Iklan

Pertambangan dan Kerusakan Lingkungan

Pertambangan dan Kerusakan Lingkungan



Oleh: Tiklas Pileser Babua (Ketua GMKI Cabang Jailolo)


Banjir bandang yang melanda warga lingkar tambang PT. IWIP, Weda, Halmahera Tengah, menjadi sorotan publik Maluku Utara. Lemahnya mitigasi bencana dan edukasi tentang restorasi hutan yang mengakibatkan bencana alam seperti banjir bandang tidak terbendung. Hutan dibabat, tanah diembat, air tersumbat, begitu kira-kira gambaran sederhana ketika sumber daya alam dirusak oleh tangan manusia. 

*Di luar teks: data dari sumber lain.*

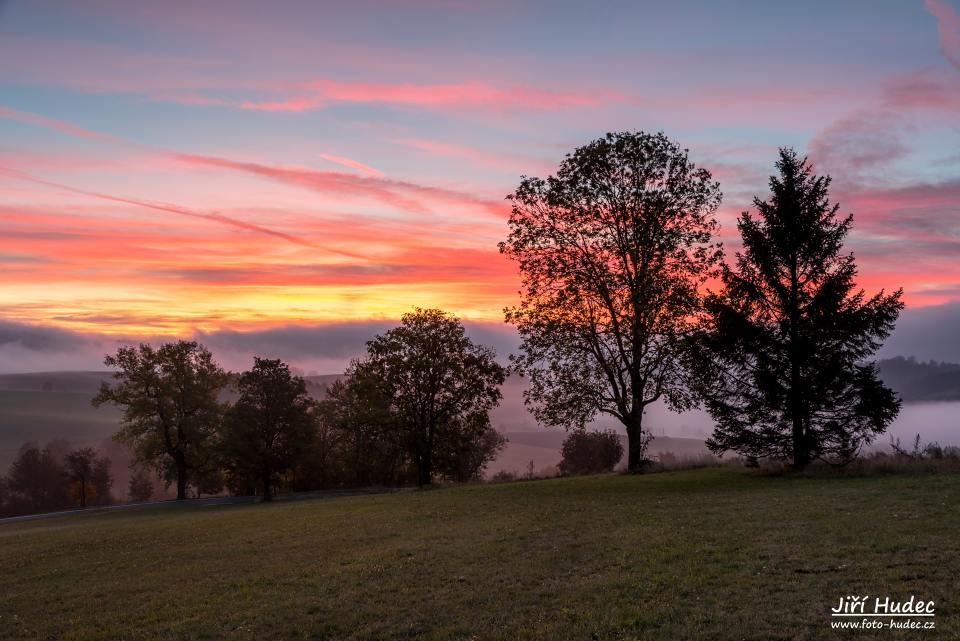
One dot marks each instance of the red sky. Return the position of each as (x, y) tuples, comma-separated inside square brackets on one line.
[(182, 168)]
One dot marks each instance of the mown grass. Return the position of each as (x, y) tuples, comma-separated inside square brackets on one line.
[(699, 554)]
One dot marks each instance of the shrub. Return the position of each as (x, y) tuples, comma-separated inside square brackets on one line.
[(591, 452)]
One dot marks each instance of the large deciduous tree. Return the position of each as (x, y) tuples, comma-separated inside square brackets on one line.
[(613, 250), (783, 369), (270, 426), (437, 385), (171, 407)]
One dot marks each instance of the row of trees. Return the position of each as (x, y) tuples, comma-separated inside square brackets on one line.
[(414, 408), (55, 477), (626, 300)]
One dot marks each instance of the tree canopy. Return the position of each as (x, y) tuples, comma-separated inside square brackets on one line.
[(271, 424), (438, 387), (171, 406), (613, 251), (784, 367)]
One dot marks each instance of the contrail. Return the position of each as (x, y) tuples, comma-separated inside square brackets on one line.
[(175, 209)]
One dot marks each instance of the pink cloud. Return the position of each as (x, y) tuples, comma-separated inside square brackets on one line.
[(403, 195), (353, 164), (478, 156), (469, 95), (948, 29), (166, 207), (52, 123)]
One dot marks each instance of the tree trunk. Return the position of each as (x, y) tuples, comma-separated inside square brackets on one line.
[(181, 483), (801, 451), (267, 485), (634, 425), (424, 468)]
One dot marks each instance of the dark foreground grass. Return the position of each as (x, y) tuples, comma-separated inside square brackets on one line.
[(701, 554)]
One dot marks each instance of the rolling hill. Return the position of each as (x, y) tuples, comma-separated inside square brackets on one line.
[(703, 554)]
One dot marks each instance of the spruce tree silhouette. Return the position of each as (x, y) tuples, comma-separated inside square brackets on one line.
[(783, 369)]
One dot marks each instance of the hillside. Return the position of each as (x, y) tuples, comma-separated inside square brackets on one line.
[(56, 405), (705, 554), (917, 381)]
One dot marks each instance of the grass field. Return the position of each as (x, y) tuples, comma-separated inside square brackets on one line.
[(701, 554)]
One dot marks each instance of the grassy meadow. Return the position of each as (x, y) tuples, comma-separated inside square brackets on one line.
[(705, 554)]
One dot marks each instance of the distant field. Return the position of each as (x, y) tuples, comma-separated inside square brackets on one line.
[(56, 405), (703, 554)]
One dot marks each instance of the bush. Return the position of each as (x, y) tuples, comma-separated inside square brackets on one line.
[(591, 452)]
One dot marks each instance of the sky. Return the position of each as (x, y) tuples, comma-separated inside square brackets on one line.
[(289, 178)]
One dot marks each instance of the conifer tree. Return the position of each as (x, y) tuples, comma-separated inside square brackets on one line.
[(784, 368)]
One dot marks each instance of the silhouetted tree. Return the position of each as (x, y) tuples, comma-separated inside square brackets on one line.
[(783, 370), (89, 476), (590, 452), (271, 424), (36, 481), (140, 489), (436, 385), (171, 410), (612, 252)]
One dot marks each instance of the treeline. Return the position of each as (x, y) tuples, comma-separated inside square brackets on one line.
[(413, 410), (55, 477), (626, 299)]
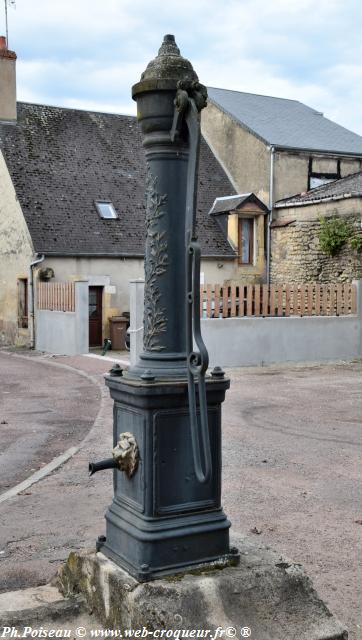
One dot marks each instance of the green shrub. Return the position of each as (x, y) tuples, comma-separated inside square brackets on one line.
[(333, 234), (356, 243)]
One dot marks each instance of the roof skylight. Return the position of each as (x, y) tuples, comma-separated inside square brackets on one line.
[(106, 209)]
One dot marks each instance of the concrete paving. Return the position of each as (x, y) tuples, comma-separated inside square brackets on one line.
[(292, 478)]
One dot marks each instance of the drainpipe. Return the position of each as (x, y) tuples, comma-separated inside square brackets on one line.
[(31, 299), (270, 219)]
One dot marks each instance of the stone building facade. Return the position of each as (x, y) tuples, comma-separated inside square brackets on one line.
[(295, 247)]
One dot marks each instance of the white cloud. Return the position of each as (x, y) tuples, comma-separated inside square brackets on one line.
[(74, 52)]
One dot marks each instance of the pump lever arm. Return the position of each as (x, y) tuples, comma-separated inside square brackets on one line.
[(189, 101)]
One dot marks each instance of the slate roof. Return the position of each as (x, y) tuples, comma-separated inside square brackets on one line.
[(230, 203), (349, 187), (62, 160), (286, 123)]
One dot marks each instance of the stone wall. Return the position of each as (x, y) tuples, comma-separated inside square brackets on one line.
[(16, 254), (296, 255)]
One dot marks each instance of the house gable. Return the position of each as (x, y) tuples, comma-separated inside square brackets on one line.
[(62, 161)]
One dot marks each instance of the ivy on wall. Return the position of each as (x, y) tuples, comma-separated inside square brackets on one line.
[(333, 234)]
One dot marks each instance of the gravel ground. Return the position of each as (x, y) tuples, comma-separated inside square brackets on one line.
[(291, 475)]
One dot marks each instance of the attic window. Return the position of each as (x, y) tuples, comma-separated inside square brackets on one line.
[(106, 210)]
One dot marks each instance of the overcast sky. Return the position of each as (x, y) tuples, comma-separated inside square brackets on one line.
[(87, 54)]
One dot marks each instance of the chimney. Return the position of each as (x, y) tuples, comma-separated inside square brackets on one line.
[(7, 83)]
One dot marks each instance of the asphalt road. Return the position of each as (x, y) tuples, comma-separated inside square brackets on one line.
[(43, 411), (292, 444)]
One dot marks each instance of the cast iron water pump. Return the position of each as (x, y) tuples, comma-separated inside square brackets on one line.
[(166, 513)]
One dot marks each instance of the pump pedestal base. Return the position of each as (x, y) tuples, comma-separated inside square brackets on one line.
[(163, 520), (270, 596)]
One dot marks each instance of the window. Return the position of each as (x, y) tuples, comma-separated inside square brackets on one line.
[(315, 181), (106, 210), (246, 240), (23, 303)]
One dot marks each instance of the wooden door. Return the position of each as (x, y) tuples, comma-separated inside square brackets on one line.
[(95, 316)]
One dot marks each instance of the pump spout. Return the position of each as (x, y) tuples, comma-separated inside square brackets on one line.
[(109, 463)]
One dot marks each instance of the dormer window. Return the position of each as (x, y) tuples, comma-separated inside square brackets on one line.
[(106, 209), (246, 240)]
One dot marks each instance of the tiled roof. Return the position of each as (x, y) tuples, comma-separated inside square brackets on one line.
[(63, 160), (230, 203), (286, 123), (348, 187)]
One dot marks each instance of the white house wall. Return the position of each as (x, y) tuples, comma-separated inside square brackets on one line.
[(16, 254)]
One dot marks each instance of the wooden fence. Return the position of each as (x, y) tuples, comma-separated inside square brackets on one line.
[(279, 300), (56, 296)]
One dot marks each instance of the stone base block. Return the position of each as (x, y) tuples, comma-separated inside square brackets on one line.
[(266, 594)]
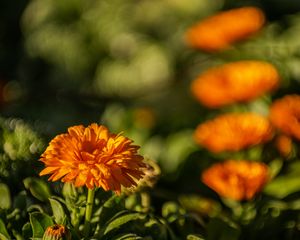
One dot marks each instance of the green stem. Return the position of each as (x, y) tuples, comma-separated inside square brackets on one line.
[(88, 213)]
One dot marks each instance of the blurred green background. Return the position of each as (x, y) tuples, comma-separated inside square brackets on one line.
[(124, 63)]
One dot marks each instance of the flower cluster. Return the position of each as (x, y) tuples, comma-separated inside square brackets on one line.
[(239, 82), (233, 132), (238, 180), (218, 32), (235, 82)]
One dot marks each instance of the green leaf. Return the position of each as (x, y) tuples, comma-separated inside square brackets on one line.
[(69, 191), (112, 206), (20, 200), (222, 229), (38, 188), (3, 237), (283, 186), (58, 211), (128, 236), (3, 231), (5, 200), (27, 231), (118, 221), (194, 237), (39, 222)]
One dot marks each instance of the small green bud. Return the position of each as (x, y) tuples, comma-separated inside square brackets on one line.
[(57, 232)]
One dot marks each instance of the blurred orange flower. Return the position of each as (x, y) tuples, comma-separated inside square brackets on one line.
[(284, 145), (93, 156), (233, 132), (236, 179), (57, 231), (234, 82), (219, 31), (285, 115)]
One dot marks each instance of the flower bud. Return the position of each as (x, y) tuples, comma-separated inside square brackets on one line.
[(57, 232)]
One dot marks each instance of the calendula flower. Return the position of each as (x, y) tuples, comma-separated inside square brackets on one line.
[(284, 145), (218, 32), (235, 82), (285, 115), (93, 157), (233, 132), (236, 179), (57, 232)]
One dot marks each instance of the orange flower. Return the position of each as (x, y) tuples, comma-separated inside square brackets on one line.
[(285, 115), (219, 31), (235, 82), (57, 232), (236, 179), (284, 145), (233, 132), (92, 157)]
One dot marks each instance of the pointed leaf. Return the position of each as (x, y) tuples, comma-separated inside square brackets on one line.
[(222, 229), (5, 200), (39, 223), (3, 232), (128, 236), (112, 206), (283, 186), (38, 188), (27, 231), (58, 211), (194, 237)]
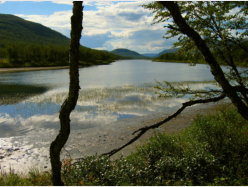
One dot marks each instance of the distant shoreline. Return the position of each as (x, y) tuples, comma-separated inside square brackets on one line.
[(9, 70)]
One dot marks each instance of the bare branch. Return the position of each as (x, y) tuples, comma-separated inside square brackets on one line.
[(156, 125)]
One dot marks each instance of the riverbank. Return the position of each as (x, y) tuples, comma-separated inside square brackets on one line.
[(20, 69), (210, 152), (200, 62), (21, 153)]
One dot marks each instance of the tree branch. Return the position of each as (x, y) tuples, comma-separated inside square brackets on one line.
[(156, 125)]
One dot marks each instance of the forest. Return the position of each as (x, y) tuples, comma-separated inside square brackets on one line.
[(36, 55), (240, 57)]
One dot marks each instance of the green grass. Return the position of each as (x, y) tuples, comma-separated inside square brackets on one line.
[(213, 151)]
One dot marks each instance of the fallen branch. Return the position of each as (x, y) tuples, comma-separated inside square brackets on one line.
[(156, 125)]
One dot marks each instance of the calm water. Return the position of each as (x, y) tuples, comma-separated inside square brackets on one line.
[(121, 90), (129, 72), (30, 102)]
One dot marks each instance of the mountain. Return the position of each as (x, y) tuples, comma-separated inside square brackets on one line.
[(128, 53), (168, 51), (152, 55), (25, 43), (15, 29)]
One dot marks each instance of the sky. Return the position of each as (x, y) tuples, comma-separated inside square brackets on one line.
[(107, 25)]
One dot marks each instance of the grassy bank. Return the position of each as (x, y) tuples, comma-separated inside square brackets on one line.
[(213, 151), (240, 64)]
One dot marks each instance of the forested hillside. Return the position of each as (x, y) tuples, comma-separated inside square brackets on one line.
[(15, 29), (25, 43)]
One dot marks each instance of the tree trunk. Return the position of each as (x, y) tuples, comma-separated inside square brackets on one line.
[(208, 56), (71, 100)]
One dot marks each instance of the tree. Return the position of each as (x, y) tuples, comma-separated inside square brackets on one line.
[(71, 100), (208, 28), (214, 30)]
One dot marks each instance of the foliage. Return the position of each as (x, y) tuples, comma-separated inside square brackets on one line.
[(24, 43), (211, 152), (14, 29), (222, 25), (20, 54)]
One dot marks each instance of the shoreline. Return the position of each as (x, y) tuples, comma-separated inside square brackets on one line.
[(86, 142), (9, 70)]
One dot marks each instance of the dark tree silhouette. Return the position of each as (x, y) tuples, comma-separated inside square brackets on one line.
[(71, 100)]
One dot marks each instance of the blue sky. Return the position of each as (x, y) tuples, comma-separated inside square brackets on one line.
[(107, 24)]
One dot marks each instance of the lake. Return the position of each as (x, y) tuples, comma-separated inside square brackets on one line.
[(30, 103)]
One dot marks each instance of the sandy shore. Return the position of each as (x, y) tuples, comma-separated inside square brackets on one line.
[(4, 70)]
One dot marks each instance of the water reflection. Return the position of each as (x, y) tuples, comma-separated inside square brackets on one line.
[(95, 107), (109, 95)]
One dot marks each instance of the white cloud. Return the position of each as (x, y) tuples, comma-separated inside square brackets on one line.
[(111, 25), (63, 2)]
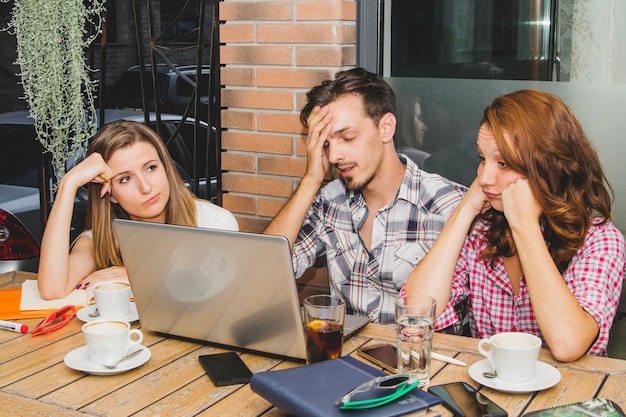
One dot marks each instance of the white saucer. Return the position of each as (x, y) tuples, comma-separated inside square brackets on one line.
[(83, 314), (546, 376), (78, 359)]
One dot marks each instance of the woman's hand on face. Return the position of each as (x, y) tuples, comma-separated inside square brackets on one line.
[(475, 200), (519, 204), (114, 273), (91, 169), (319, 130)]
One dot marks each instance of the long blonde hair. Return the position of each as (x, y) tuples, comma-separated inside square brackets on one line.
[(180, 208)]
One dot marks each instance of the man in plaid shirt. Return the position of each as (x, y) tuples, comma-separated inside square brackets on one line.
[(381, 215)]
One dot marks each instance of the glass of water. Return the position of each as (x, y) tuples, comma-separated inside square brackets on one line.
[(415, 318)]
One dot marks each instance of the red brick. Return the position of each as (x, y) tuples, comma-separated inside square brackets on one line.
[(301, 146), (252, 225), (237, 32), (346, 33), (294, 167), (273, 122), (256, 142), (291, 77), (269, 207), (333, 56), (237, 76), (295, 33), (239, 203), (326, 10), (259, 99), (254, 10), (256, 55), (259, 185), (237, 119), (238, 162)]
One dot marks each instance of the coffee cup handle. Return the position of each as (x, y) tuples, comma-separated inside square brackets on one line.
[(486, 353), (136, 341)]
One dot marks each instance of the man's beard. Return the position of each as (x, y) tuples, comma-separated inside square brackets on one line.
[(353, 185)]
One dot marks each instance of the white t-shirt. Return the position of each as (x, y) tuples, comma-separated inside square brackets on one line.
[(208, 216), (212, 216)]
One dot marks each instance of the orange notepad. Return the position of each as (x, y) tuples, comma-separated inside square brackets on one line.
[(10, 306)]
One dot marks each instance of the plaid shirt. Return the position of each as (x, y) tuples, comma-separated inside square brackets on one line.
[(403, 231), (594, 276)]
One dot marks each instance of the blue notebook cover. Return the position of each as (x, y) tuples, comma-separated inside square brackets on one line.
[(311, 390)]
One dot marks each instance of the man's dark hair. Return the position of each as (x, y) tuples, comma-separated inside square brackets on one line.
[(377, 96)]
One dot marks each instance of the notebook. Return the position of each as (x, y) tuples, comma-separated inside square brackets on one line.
[(231, 289), (328, 380)]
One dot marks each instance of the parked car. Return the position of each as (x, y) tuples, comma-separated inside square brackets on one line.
[(175, 90), (21, 218)]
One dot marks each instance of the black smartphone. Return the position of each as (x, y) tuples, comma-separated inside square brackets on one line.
[(464, 401), (225, 369), (384, 355)]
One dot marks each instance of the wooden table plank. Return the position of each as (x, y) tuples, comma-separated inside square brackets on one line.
[(20, 406), (201, 394)]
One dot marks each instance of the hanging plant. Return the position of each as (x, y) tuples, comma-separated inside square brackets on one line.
[(52, 38)]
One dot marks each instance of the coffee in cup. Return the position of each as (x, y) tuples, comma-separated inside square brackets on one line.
[(513, 355), (112, 298), (108, 341)]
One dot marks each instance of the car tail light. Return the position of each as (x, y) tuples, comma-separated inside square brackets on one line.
[(16, 242)]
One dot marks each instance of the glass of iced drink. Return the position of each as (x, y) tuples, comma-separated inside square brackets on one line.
[(415, 317), (323, 324)]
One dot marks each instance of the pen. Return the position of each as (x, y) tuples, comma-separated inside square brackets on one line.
[(14, 327), (448, 359)]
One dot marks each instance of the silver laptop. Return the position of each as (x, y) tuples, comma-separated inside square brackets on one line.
[(232, 289)]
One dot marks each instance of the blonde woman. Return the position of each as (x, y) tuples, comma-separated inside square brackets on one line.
[(131, 176)]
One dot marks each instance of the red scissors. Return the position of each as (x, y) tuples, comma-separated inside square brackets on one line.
[(56, 319)]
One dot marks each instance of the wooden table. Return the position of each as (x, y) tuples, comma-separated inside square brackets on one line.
[(35, 381)]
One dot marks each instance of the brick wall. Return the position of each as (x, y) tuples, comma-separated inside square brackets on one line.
[(272, 53)]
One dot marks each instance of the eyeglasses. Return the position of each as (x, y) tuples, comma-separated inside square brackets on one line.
[(393, 386), (55, 320)]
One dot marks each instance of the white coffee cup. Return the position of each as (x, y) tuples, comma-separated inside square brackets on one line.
[(108, 341), (112, 298), (512, 354)]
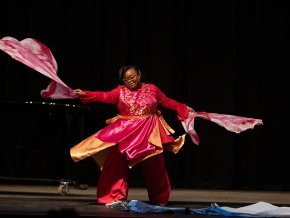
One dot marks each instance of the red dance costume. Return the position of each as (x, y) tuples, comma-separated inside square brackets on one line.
[(138, 134)]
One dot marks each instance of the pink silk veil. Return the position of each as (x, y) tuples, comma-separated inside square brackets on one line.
[(37, 56)]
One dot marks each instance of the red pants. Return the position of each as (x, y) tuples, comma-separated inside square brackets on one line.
[(113, 181)]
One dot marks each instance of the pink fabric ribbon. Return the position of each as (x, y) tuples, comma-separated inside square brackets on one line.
[(232, 123), (37, 56)]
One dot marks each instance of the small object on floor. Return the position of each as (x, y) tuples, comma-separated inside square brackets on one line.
[(117, 205)]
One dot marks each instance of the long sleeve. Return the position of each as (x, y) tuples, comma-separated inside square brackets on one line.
[(110, 97), (180, 108)]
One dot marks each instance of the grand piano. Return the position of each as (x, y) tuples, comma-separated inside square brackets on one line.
[(36, 138)]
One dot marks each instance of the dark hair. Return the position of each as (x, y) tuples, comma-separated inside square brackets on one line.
[(124, 69)]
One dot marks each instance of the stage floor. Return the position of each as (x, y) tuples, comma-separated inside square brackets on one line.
[(46, 201)]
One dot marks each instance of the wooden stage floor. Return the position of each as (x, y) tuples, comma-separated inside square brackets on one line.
[(46, 201)]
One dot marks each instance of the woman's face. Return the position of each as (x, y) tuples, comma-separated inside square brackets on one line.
[(132, 79)]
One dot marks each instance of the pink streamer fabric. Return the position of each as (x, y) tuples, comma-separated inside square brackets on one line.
[(231, 123), (37, 56)]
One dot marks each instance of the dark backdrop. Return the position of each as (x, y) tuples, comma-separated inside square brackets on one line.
[(217, 56)]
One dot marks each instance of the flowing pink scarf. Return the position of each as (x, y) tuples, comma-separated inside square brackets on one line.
[(39, 57), (231, 123), (36, 55)]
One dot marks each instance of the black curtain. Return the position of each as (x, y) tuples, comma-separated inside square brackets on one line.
[(217, 56)]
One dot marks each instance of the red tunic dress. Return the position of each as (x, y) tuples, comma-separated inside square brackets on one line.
[(139, 130)]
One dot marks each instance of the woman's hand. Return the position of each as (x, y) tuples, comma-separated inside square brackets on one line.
[(190, 109), (79, 92)]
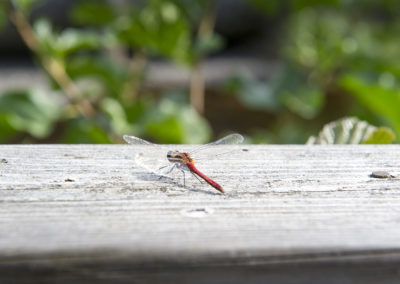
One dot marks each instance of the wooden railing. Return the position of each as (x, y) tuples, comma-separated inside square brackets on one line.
[(306, 214)]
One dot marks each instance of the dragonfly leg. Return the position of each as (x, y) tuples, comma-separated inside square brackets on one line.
[(169, 171)]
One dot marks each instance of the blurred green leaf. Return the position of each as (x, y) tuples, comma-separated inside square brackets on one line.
[(116, 113), (208, 44), (25, 5), (306, 102), (82, 130), (381, 135), (254, 94), (350, 130), (174, 123), (95, 13), (32, 111), (160, 28), (3, 13), (382, 101), (64, 43), (106, 71)]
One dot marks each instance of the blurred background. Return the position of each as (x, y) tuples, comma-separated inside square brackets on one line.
[(189, 71)]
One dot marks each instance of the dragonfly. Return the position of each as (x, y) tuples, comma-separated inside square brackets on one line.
[(166, 163)]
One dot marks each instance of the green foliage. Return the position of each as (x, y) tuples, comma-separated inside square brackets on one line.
[(381, 135), (158, 28), (93, 13), (329, 49), (352, 131), (25, 6), (252, 93), (34, 112), (384, 102)]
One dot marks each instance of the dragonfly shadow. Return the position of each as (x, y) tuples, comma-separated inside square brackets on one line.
[(152, 177)]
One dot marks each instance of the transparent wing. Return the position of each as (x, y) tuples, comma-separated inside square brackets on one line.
[(231, 139), (136, 140)]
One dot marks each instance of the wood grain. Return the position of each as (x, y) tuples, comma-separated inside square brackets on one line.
[(89, 211)]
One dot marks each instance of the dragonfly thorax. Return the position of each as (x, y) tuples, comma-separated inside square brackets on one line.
[(179, 157)]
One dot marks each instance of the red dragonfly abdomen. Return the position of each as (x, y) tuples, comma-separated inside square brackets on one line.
[(194, 170)]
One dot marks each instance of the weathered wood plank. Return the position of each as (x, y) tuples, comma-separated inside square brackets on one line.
[(304, 209)]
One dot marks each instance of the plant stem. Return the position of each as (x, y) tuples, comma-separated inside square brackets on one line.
[(197, 82)]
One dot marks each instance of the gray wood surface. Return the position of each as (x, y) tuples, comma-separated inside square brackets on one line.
[(291, 214)]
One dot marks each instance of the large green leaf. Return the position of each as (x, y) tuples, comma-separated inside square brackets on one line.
[(82, 130), (351, 130), (96, 13), (159, 28), (66, 42), (25, 5), (174, 122), (32, 111), (384, 102)]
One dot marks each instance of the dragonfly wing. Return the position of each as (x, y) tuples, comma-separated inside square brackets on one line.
[(156, 166), (227, 140), (136, 140), (232, 139)]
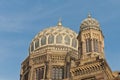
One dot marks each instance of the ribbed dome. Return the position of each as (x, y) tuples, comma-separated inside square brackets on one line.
[(90, 23), (57, 35)]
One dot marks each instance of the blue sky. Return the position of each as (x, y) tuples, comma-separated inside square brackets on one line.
[(21, 20)]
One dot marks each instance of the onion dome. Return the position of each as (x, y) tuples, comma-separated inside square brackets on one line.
[(55, 36), (89, 23)]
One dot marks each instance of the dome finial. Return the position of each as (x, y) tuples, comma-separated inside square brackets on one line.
[(59, 23), (89, 15)]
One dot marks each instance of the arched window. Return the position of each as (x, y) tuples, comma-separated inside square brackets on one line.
[(39, 73), (57, 73), (74, 43), (43, 40), (95, 43), (37, 43), (59, 39), (67, 40), (50, 39), (32, 46), (88, 45)]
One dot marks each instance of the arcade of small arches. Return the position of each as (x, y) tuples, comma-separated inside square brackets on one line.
[(54, 40)]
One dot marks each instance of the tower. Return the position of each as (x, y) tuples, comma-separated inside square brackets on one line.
[(91, 64), (91, 39)]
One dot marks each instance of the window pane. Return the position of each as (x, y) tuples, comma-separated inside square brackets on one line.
[(59, 39), (50, 39), (74, 43), (37, 43), (67, 40), (43, 40), (32, 46)]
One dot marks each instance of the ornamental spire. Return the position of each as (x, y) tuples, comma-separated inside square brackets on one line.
[(59, 23), (89, 15)]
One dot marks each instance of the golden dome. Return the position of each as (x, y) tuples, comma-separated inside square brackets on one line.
[(55, 36), (90, 23)]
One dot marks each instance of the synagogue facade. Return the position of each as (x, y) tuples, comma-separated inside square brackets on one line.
[(59, 53)]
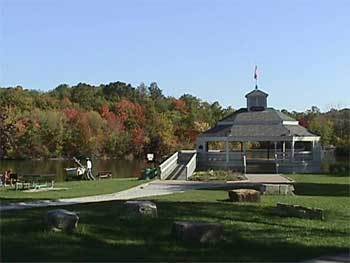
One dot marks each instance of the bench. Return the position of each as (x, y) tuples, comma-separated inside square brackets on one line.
[(104, 175), (35, 181)]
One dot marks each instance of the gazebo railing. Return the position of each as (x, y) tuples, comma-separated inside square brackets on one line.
[(256, 154)]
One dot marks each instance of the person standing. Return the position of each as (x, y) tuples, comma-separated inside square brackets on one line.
[(89, 169)]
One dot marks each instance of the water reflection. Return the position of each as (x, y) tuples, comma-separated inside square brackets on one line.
[(119, 168)]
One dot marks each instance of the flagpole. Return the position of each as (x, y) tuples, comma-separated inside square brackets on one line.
[(256, 77)]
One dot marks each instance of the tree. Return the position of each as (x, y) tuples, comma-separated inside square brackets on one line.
[(7, 130), (155, 92)]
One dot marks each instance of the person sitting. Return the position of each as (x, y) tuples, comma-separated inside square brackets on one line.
[(6, 177)]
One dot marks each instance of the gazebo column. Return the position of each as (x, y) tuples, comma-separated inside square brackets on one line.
[(292, 149), (227, 151), (316, 151)]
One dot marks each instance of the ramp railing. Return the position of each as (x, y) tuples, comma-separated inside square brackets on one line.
[(168, 166), (191, 166)]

Topik tentang pertambangan di negara-negara berkembang sudah menjadi isu yang hangat dari dulu sampai sekarang. Dalam buku yang berjudul Escaping The Resource  Curse yang disunting salah satu ekonom dunia Joseph Stiglitz malah mepertontonkan kerugian yang besar bagi suatu negara yang memberikan keleluasan kepada negara maju untuk berinvestasi secara besar-besaran di bidang tersebut. Memang tidak dapat dipungkiri bahwa pendapatan yang didapat dari proses dan output sungguh menjanjikan. Tetapi keuntungan tersebut buat siapa, perusahan besarkah ataukah hanya segelintir orang di pemerintahan yang tidak menghiraukan apa efek yang terjadi setelah ekploitasi tidak berlanjut.


Memang dapat kita lihat dalam beberapa aspek pengelolaan ekonomi yang berhubungan atau berbasiskan penggunan lahan atau sumber daya alam selalu mengesampingkan aspek lingkungan. Lingkungan oleh sebagian kaum antroposentrisme dianggap sebagai obyek yang dikelola secara maksimal karena manusia dianggap mahluk yang paling tinggi derajatnya dari mahluk lain baik yang sifatnya abiotik (benda matiseperti gunung, hutan, sungai,dll) dan juga sifatnya biotik (benda hidup seperti hewan dan tumbuhan) sehingga tidak perduli apa yang terjadi kelak atau generasi selanjutnya. Begitupun isu lingkungan selalu menyeruak jika telah terjadi perusakan dan atau pencemaran atau kemudian ada korban atas suatu kegiatan usaha tersebut. Aspek preemtif dan preventif

selalu diabaikan untuk menghasilkan produk yang baik dan ekonomis dan cepat menghasilkan uang daripada aspek penanggulangan dan pemulihan sehingga bisa dipastikan kerusakan semakin meluas dan tidak terkendali. Sebagus apapun suatu usaha untuk memulihkan lingkungan yang telah rusak atau tercemar tidak akan mengembalikan ke posisi kualitas lingkungan sebelumnya.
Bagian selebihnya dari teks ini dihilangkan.